Мама не заметила, как я, низко опустив голову над вышиванием, иронично вздернула бровь. Гарри будет учиться управлять имением? Вот уж смех! Он прожил здесь всю жизнь, но до сих пор толком не знает даже, где проходят границы наших владений. Он каждое воскресенье проезжал по нашей лесной дороге, но понятия не имеет, где в лесу гнездится соловей, а где протекает ручей, в котором всегда можно поймать форель. Если Гарри собирается что-то узнать о нашем имении, то остается надеяться, что он сумеет найти нужные сведения в какой-нибудь из книг, потому что он ни разу даже в окно библиотеки не посмотрел, когда в последний раз домой приезжал.
Но на самом деле я отнюдь не была спокойна; мало того, сообщение матери вызвало у меня нервную дрожь. Максимум того, что в данный момент было известно Гарри о Широком Доле, можно было почерпнуть в любом дешевом издании народных сказок или преданий. И все же, как только он прибудет домой – по требованию мамы, а вовсе не потому, что вдруг понадобился отцу, – он может постепенно превратиться в такого сына, каким хотел его видеть папа, какого папа искал во мне. Он может на самом деле стать наследником имения!
Джентльмены так и не вышли в гостиную к чаю, и мама очень рано отослала меня спать. После того как горничная заплела мои густые каштановые волосы в толстую косу, свисавшую до пояса, я отослала ее, вылезла из постели и устроилась на подоконнике. Моя спальня находилась на втором этаже, и окна ее смотрели на восток, так что мне был виден весь наш розарий, широким серпом огибавший фасад дома и его восточный торец; чуть дальше, за розарием, виднелись персиковые деревья, ягодные кусты и огородные грядки. Мне не нравились куда более просторные комнаты, расположенные в передней части дома и выходившие на юг; там, кстати, находилась и спальня Гарри. А со своего уютного сиденья на подоконнике мне был виден не только сад, залитый лунным светом, но и лес, подступавший к самым воротам. В холодном ночном воздухе явственно чувствовались знакомые ароматы Широкого Дола. Прежде всего, многообещающий запах травы, зреющей на заливных лугах и влажной от ночной росы.
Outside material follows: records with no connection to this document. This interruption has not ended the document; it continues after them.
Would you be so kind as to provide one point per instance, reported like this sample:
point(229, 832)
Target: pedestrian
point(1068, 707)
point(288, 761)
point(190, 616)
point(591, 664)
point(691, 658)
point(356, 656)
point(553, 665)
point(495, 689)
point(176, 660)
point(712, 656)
Время от времени до меня доносилось из леса беспокойное щебетанье черного дрозда и резкое тявканье самца лисицы. Внизу слышался рокочущий бас отца – он что-то рассказывал гостю о лошадях. Мне было ясно: этот тихий человек в черном сумел обо всем с папой договориться и Гарри действительно вскоре будет дома.
Какая-то темная тень промелькнула по лужайке, прервав мои размышления. Я узнала этого парнишку: он был помощником нашего егеря и охранял прикормленную дичь от браконьеров. Мы с ним были примерно ровесниками, но он выглядел старше меня, крепкий, как молодой бычок; за ним по пятам всегда следовала крупная собака-ищейка, помесь шотландской овчарки с борзой, специально обученная выслеживать и ловить браконьеров. Парень, видно, заметил свечу в моем окне и через весь сад (где ему совершенно не полагалось находиться) подошел и остановился прямо у меня под окном (что ему тоже совершенно не полагалось делать), непринужденно опершись одной рукой о теплую стену из светлого песчаника. Шелковая шаль, которую я накинула на ночную рубашку, показалась мне вдруг какой-то слишком скользкой и легкой, когда я увидела, каким горячим взглядом он на меня смотрит и улыбается, задрав голову вверх.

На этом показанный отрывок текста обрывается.